Pythonic Programming Framework to orchestrate jobs in Databricks Workflow
https://engineering.nike.com/brickflow/
Apache License 2.0
183 stars 39 forks source link

[FEATURE] Tableau refresh operators #90

Closed maxim-mityutko closed 6 months ago

maxim-mityutko commented 7 months ago

Is your feature request related to a problem? Please describe. Tableau is widely used to expose insights to the users via dashboards. However there are limited capabilities how Tableau can handle data refresh in the data sources or workbooks: on-demand, schedule or live connection. However it is much more convenient to trigger the refresh of Tableau assets right after the data is ready, right from the pipeline. This approach makes sure that end users always get the latest data, even if pipeline delayed or had to be rescheduled.

Cloud Information

Describe the solution you'd like The solution involves using the TableauServerClient (TSC) for Python to interact with the Tableau server, identify the assets that require refresh based on the set of parameters like name, project, parent project, site and asynchronously triggering one or multiple jobs on the Tableau server. To provide a feedback loop back into the pipeline the process should poll the server for the job(s) outcome, analyze it when all jobs are finished and succeed or fail the task accordingly.

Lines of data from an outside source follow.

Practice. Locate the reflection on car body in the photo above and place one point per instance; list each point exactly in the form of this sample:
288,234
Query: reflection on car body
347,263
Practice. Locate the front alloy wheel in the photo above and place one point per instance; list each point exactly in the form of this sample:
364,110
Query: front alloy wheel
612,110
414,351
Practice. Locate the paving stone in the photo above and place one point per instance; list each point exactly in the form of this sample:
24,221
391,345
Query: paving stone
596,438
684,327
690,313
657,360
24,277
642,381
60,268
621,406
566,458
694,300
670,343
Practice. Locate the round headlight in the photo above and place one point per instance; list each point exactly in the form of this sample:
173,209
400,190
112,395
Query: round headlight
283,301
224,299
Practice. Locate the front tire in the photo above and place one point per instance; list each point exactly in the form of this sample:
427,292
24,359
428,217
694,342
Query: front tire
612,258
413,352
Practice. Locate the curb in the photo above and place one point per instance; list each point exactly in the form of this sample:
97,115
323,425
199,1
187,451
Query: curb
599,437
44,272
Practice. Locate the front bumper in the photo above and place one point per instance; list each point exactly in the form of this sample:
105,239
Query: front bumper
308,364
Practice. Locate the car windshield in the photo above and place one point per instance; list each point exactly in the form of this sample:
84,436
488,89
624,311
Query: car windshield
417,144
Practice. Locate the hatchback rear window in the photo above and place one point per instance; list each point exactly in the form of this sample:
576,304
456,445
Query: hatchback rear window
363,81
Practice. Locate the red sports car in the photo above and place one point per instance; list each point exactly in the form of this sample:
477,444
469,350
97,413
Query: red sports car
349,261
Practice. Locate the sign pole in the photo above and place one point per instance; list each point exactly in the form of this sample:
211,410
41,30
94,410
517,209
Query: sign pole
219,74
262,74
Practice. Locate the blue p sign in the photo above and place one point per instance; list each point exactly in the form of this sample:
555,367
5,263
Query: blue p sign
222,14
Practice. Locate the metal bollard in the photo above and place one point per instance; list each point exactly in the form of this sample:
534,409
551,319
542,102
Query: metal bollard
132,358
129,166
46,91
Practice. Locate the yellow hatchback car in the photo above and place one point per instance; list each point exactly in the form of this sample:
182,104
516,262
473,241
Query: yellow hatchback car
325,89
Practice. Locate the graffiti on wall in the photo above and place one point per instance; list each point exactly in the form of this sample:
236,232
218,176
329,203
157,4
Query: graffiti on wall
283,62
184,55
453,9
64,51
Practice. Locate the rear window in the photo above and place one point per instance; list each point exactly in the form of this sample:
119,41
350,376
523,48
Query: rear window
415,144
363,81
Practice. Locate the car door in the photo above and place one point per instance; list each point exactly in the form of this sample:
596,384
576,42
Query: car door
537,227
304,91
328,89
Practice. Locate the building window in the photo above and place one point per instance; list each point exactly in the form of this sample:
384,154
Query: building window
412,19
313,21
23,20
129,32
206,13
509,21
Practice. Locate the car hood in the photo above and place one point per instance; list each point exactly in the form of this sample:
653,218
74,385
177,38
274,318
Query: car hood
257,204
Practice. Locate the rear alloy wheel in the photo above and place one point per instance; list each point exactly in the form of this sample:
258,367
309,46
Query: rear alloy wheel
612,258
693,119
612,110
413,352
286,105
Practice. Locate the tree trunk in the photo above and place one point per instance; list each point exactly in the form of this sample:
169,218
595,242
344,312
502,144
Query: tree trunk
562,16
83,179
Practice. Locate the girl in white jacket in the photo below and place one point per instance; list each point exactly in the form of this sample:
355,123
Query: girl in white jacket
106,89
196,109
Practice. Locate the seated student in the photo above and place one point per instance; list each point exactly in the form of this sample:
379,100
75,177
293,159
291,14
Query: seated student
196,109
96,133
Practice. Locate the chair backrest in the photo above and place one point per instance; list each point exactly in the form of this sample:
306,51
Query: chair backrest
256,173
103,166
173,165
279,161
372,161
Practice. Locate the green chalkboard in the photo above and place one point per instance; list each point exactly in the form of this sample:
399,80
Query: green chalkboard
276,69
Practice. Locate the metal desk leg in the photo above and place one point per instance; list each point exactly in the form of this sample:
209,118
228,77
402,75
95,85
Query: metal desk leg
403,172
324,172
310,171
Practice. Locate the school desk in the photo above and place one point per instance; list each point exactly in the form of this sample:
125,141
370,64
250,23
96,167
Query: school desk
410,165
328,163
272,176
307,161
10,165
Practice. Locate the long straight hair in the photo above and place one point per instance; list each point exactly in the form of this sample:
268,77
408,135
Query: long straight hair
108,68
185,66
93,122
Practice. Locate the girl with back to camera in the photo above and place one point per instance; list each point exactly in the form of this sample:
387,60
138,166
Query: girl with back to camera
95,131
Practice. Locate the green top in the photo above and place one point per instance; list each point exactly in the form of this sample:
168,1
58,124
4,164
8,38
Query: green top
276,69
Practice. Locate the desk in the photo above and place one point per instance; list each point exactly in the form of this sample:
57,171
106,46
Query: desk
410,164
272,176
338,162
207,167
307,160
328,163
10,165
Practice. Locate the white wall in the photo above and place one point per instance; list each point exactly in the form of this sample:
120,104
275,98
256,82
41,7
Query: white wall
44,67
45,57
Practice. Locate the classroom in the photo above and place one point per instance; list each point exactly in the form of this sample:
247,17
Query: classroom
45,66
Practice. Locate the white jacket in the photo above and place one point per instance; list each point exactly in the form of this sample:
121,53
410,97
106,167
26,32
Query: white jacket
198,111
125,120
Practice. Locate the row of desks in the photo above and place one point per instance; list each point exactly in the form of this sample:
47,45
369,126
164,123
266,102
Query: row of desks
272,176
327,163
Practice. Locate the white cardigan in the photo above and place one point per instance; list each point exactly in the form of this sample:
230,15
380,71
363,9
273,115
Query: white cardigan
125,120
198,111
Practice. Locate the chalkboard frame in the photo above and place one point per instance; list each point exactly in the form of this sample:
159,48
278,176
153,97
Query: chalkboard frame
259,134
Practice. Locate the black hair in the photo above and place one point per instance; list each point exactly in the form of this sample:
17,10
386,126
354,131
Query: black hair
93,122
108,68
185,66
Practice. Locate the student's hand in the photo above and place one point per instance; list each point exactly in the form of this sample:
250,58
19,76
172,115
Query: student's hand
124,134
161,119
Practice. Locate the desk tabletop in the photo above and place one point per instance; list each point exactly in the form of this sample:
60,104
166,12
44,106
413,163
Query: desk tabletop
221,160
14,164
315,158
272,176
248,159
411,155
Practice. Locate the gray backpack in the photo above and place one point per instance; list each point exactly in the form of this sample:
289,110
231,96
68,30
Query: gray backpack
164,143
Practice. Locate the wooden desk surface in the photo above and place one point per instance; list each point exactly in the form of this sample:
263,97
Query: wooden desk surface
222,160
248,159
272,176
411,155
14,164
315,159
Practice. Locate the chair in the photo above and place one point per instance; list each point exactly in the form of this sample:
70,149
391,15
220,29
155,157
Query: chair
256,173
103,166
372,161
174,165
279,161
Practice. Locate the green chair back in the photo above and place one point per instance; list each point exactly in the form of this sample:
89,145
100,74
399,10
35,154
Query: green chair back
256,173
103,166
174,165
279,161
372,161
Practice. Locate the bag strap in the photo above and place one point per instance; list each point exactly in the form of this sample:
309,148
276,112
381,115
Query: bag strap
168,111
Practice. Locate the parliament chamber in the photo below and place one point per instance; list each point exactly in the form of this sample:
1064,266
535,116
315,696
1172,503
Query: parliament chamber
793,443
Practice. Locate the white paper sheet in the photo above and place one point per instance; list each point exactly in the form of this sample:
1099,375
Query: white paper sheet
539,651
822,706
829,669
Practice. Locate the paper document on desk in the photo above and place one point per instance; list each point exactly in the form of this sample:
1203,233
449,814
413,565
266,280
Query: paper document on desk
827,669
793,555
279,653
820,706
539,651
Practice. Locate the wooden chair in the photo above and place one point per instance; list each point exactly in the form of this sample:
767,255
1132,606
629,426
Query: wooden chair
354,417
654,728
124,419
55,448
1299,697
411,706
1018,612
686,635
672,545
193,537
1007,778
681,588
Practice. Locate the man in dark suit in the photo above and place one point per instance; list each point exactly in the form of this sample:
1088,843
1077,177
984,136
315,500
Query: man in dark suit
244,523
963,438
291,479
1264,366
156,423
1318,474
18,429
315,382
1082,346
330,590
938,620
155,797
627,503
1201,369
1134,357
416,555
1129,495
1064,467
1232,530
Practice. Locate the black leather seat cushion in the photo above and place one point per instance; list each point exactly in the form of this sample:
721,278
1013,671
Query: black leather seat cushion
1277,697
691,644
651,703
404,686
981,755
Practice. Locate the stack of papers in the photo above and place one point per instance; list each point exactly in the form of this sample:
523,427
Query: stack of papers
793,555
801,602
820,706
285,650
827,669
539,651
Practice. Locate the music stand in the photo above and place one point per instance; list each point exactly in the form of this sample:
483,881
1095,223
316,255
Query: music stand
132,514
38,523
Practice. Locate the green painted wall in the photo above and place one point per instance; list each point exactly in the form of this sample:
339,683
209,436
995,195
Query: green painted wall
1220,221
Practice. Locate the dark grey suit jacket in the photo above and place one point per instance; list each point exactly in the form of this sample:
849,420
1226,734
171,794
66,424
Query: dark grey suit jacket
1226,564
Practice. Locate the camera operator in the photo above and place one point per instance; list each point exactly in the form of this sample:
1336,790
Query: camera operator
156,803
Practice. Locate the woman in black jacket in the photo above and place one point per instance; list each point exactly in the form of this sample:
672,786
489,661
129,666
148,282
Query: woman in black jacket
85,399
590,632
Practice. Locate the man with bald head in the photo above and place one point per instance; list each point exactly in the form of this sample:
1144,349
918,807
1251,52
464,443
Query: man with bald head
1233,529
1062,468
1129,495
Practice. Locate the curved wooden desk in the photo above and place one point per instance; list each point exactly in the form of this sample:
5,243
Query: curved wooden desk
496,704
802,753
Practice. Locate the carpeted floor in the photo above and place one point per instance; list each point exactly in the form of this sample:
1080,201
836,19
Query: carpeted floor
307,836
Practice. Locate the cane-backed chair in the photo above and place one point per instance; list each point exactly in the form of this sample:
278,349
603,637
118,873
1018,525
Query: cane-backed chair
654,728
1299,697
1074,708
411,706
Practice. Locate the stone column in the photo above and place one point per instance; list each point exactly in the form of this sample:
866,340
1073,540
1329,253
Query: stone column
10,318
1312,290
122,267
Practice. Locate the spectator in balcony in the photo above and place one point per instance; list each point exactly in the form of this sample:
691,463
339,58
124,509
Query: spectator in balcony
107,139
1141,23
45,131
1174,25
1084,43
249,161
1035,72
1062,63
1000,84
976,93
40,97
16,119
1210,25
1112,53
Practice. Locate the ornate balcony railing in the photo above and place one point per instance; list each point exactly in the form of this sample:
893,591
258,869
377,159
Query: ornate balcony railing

Describe alternatives you've considered Live connection - not always feasible if the batches are running once / twice per day, due to amount of data, user count, cost On-demand - requires manual user intervention to trigger the refresh on the server Schedule - won't produce consistent refresh results if the upstream is delayed or had to be rerun

Additional context Add any other context or screenshots about the feature request here.